El Centímetro de Suerte de John Kennedy Toole

Por Leonardo Díaz

Una de mis ficciones favoritas es “La Conjura de los Necios” de John Kennedy Toole, obra que ha aportado una cierta cantidad de popularidad a la Nueva Orleans actual donde, incluso, se ha erigido una estatua en honor al personaje principal, Ignatius J. Reilly. 

Algo que llamó mucho mi atención sobre la novela es la historia detrás de su publicación, en 1980.

La madre de John Kennedy Toole intentó por medios muy torpes y tenaces que los manuscritos póstumos de su hijo tuvieran algún alcance editorial; intentó con cierta ingenuidad que el escritor Walker Percy le diera oportunidad de leer la obra… y lo hizo.

Percy relata en el prólogo que recibió una copia de los textos de Toole, apenas legibles, en papel carbón; lo opuesto a la formalidad y el protocolo esperados. Aun así, con todo en contra, los leyó y hoy en día podemos disfrutar La Conjura de los Necios a más de cuarenta años de su publicación. 

Esta anécdota me hace reflexionar sobre la cantidad de obras, propuestas, trabajos y demás genialidades que no han tenido escenario ni público por el solo hecho de que sus autores no cubren la cuota de la “forma”. Alain Deneault escribe en su libro Mediocracia:

«Los centros de investigación suelen confinarse a un tono y un mundo muy cerrados. En ese entorno de superficialidad, son mil y un detalles los que determinan si una teoría se aceptará o rechazará, incluidos la indumentaria, la postura, la mirada, el tono de voz, lo rápido que se hable, la manera de regular la intensidad, si la forma en que se desarrollan las ideas resulta típica, las referencias escogidas para citar y tal vez también el acento de la persona, su origen, su género y su edad. Esto es especialmente cierto en el caso de la concesión de ayudas (…) Una serie de estrechas fronteras formales limitan la propuesta hasta un punto de llegar a resultar neurótico y garantizan que algunas ideas no se lleguen a proferir jamás.”

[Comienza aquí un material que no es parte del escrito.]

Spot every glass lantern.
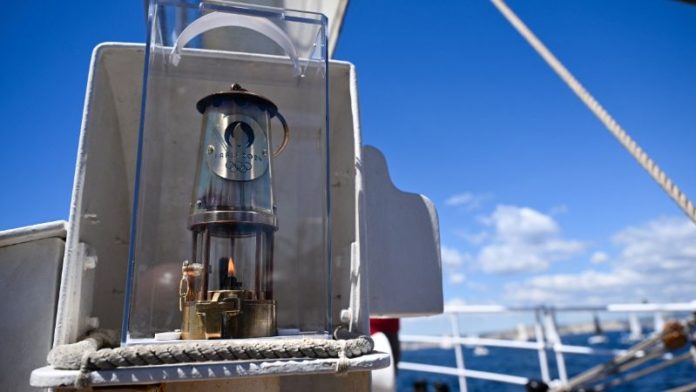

En lo relacionado a la pintura, se le llamó Art Brut (concepto concebido por el pintor-escultor Jean Dubuffet en 1945), a las propuestas de la periferia, aquellas producidas por individuos que no tenían formación académica ni escuela alguna: autodidactas cuyo arte no poseía interferencia o referencia con lo institucional, ni aprobación por los “expertos en la materia”; pintura libre y pura. Ocurre que hoy en día casi cualquiera que tenga capital y/o habilidades carismáticas —e interprete eso que en el lugar común del imaginario popular se considera como “artista”—, que genere una cantidad de pinturas aburridas sin técnica ni impacto intelectual, aparentemente Brut, predecibles, shockeantemente pornográficas, confusas entre el morbo, el mal gusto y la denuncia pueril, se presenten ante una galería laxa de moda, que impresionen con ropas y palabrería sofisticada, pueden ser promovidos como “artistas revelación”. De esos van y vienen: los cientos de miles de hijos no legítimos de Basquiat, exitosos o no, se multiplican; los post Duchamp y los post-post Duchamp abundan; el popular “antihéroe” Banksy usurpando la ilegalidad transgresora del graffiti  —que por semántica es periférico— para gentrificar vecindarios.

Los espacios oficiales académicos, institucionales y privados donde se les da escenario a tales personajes responden a una lógica de mercado, de consumo en una élite acomodaticia a las “tendencias” que no analiza el valor estético de los objetos que adquiere. Los lobistas: las galerías y los museos que legitiman “la obra” y a los artistas.

Por otro lado, si usted es una persona “socialmente torpe”, tímida, introvertida, económicamente austera etc., dígame si le ha sido fácil lidiar con un mundo al que le gusta tanto el ruido, aprueba la estridencia, felicita lo histriónico, admira al narciso. Ojalá usted sea de aquellos pocos que lograron calladamente, inteligentemente, sortear los furiosos mares de la actualidad chillante y haber puesto en alto la calidad de su obra sobre el tóxico hábito del individualismo.

Véalo por usted en la industria de la música, se le ha puesto en un lugar inmerecido a la figura de Bad Bunny sobre miles de otros invisibles, desconocidos que, seguramente, superan en talento al reggaetonero (sí, cada quién sus gustos…). Pero es eso, una industria que responde al capital, una como la hay en todas las artes.

Ya sea por privilegio de clase, oportunismo, carisma y otros atributos externos, quienes han logrado relevancia, atención y público han sido casi todas las veces personajes no periféricos, no “outsiders”. Si a la obra de Toole no se le hubiera dado oportunidad, jamás nos habríamos enterado que hubo alguien que imaginó a un personaje tan grande como Ignatius.

¿También quiere usted hablar de Daniel Johnston?